Budd-Chiari Syndrome: Illustrated Review of Current Management

John D. Horton; Francisco L. San Miguel; Jorge A. Ortiz

Disclosures

Liver International. 2008;28(4):455-466. 

In This Article

Abstract and Introduction

Budd-Chiari syndrome (BCS) is characterized by hepatic venous outflow obstruction at any level from the small hepatic veins to the atriocaval junction. BCS is a complex disease with a wide spectrum of aetiologies and presentations. This article reviews the current literature with respect to presentation, management and prognosis of the disease. Medical, interventional and surgical management of BCS is discussed. Particular attention is paid to interventional and surgical aspects of management. The review is augmented by images, which provide a clinical corollary to the text.
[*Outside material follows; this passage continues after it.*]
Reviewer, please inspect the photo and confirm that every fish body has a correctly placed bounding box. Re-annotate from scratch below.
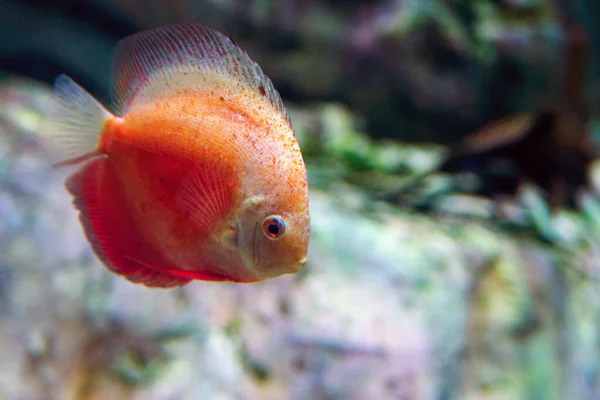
[44,24,309,287]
In 1845, an internist named George Budd described the classic triad of abdominal pain, hepatomegaly and ascites. In 1899, pathologist Hans Chiari documented the histopathological features of what is now known as the Budd-Chiari syndrome (BCS).[1,2] BCS is characterized by hepatic venous outflow obstruction at any level from the small hepatic veins to the atriocaval junction, regardless of the cause of obstruction.[3,4]

The natural history of BCS is poorly understood.[5] Described treatment modalities for BCS include anticoagulation and treatment of underlying disease, percutaneous interventional techniques, transjugular intrahepatic portosystemic shunt (TIPS), surgical shunts and liver transplantation. Because of the rarity of BCS, there have been no randomized prospective trials comparing medical with surgical treatment of this disease.[3] Currently, clinical judgment and local expertise play a large role in the management of BCS. This review article discusses the presentation, management and prognosis of BCS with particular attention focused on the interventional and surgical aspects of treatment.